To send a claim by e-mail, it is advisable not only to write the e-mail itself, but also to attach to it a scanned copy of the paper claim with a live signature and other documents related to the case.

In addition, it is recommended that the electronic message itself be signed using an electronic digital signature. Only in this way will it be possible to reliably establish that the appeal came from this specific person.

According to Art. 434 of the Civil Code of the Russian Federation, the court accepts as evidence in an arbitration dispute only those documents whose originator can be identified.

  1. Other methods.

As other methods of sending, we consider sending a notification by phone and/or using instant messengers - WhatsApp, Telegram, etc. Such options also have a right to exist, especially since the technical features of mobile instant messengers make it possible to track the moment the recipient reads the message.

Another question is that the court may not accept telephone correspondence as evidence. Although, on the other hand, many judges consider this method of solving the problem to be quite objective.

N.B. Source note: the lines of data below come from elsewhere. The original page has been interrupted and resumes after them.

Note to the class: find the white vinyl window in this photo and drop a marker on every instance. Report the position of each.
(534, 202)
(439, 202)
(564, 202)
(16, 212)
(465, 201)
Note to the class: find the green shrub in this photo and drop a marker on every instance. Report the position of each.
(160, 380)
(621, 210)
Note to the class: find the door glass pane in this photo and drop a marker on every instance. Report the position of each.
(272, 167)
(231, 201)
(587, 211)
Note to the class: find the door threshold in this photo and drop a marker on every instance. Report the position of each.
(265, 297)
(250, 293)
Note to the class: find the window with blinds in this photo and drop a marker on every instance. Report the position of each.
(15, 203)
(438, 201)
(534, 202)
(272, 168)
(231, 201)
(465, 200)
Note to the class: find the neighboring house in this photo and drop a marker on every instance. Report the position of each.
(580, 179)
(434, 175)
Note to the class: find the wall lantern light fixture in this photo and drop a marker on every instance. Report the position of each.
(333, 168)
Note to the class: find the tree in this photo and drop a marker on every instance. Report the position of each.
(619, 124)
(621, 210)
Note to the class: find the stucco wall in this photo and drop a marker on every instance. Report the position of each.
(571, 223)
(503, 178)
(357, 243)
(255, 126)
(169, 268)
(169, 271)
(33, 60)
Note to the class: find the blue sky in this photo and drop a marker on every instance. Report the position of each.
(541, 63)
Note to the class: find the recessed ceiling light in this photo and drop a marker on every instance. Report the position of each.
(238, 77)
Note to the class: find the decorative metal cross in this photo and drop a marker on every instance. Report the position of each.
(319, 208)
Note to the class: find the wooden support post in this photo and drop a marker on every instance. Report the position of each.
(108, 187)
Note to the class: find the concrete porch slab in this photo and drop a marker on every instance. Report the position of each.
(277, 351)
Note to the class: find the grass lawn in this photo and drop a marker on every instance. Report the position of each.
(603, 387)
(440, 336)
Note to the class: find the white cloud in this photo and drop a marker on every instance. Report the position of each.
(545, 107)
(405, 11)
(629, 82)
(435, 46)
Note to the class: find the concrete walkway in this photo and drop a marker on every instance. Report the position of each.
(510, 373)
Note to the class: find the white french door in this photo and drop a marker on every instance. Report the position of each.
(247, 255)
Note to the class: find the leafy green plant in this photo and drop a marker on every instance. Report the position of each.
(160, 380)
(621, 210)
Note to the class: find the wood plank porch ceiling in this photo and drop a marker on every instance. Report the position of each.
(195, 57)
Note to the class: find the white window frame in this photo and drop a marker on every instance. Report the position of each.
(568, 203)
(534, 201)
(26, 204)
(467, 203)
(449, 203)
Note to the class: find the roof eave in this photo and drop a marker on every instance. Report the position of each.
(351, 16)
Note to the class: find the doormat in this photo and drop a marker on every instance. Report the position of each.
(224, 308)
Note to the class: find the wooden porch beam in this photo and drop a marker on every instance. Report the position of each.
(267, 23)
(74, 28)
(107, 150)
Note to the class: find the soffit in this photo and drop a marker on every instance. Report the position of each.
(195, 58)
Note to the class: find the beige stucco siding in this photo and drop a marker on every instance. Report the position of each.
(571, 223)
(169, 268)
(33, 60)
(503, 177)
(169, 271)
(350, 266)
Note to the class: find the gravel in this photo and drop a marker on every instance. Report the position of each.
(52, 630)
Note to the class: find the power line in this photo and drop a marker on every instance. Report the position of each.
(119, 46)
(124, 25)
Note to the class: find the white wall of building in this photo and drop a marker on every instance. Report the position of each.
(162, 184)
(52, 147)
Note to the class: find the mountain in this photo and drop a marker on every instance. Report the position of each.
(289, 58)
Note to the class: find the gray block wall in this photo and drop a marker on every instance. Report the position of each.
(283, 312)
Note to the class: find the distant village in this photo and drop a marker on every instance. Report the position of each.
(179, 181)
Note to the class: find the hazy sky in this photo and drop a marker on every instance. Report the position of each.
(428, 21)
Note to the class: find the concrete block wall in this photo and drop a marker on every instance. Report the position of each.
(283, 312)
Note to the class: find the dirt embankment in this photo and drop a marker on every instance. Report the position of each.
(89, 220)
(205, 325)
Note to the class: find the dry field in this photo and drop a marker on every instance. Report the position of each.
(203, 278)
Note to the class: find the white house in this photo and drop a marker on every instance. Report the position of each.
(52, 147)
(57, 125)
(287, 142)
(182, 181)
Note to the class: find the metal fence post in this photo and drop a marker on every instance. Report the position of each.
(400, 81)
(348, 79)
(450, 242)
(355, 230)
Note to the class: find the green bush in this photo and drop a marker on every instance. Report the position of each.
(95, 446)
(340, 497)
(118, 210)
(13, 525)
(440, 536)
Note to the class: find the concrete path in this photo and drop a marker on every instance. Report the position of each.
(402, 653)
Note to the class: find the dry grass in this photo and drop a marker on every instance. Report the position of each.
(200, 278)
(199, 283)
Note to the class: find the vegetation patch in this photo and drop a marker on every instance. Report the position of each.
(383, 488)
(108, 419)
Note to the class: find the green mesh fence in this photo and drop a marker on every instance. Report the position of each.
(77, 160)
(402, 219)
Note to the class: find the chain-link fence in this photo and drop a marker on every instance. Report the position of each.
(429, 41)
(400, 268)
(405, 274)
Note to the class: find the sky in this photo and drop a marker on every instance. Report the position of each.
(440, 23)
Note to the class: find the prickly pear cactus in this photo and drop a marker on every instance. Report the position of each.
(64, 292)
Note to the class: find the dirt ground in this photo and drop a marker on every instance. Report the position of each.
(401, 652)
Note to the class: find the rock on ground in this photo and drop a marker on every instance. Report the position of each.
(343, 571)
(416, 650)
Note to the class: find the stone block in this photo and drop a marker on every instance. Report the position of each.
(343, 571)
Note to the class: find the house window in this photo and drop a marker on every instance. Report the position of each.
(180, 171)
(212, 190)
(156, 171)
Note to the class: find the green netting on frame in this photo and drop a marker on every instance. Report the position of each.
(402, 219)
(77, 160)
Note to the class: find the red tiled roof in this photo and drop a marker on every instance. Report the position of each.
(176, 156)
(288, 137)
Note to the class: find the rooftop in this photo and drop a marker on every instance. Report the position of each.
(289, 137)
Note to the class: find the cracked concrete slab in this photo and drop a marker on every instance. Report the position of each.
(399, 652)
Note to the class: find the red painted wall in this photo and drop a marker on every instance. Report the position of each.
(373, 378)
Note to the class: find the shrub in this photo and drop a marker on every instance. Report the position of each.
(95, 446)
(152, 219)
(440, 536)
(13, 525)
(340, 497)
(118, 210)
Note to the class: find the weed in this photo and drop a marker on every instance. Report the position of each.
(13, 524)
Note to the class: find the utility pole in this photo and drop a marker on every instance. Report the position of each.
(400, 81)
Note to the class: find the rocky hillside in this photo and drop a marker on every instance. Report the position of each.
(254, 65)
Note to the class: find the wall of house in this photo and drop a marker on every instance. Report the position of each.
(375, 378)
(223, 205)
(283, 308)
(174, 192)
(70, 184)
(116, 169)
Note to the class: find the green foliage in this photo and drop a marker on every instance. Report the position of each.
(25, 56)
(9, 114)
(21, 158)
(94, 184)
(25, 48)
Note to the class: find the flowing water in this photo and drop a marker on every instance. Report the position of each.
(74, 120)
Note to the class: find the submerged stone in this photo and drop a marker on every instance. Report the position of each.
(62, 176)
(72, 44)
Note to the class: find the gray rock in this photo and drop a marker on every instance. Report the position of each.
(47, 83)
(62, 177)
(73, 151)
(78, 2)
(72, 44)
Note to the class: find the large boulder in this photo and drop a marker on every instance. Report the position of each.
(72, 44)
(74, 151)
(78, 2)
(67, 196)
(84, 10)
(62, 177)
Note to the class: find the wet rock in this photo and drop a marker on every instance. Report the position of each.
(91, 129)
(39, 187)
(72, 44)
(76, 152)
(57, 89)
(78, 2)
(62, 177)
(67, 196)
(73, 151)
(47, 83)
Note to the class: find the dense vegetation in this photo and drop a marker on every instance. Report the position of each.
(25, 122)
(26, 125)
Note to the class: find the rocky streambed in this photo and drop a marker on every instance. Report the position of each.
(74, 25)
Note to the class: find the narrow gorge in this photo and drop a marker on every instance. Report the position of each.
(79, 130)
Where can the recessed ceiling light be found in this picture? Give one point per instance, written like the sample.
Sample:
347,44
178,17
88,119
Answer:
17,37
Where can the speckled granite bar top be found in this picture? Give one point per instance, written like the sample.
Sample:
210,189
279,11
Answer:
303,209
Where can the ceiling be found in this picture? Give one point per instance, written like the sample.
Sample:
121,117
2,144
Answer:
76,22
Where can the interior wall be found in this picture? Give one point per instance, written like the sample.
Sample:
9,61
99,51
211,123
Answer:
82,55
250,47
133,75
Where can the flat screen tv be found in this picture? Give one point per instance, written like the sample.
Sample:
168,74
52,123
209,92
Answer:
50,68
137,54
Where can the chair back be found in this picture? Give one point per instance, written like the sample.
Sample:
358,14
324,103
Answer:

Pre-trial dispute resolution - deadlines

The period for pre-trial settlement of disputes is established in two ways:

  • by law - for disputes with a mandatory pre-trial settlement procedure (10 days, no more than 30 days);
  • contract - for legal relations that do not require mandatory completion of this procedure (reasonable period).

In the second case, the reasonableness of the period implies that it should not be too short or too long. So, for example, if 3 days are given for the delivery of undelivered goods, the counterparty, despite a positive attitude towards the requirement, may simply not have time to fulfill it in such a short time.

We recommend reading: Debt coverage during bankruptcy. Judicial practice of the Supreme Court of the Russian Federation

As for the period being too long, if the violating party refuses or remains silent, the pre-trial dispute will drag on until unknown times.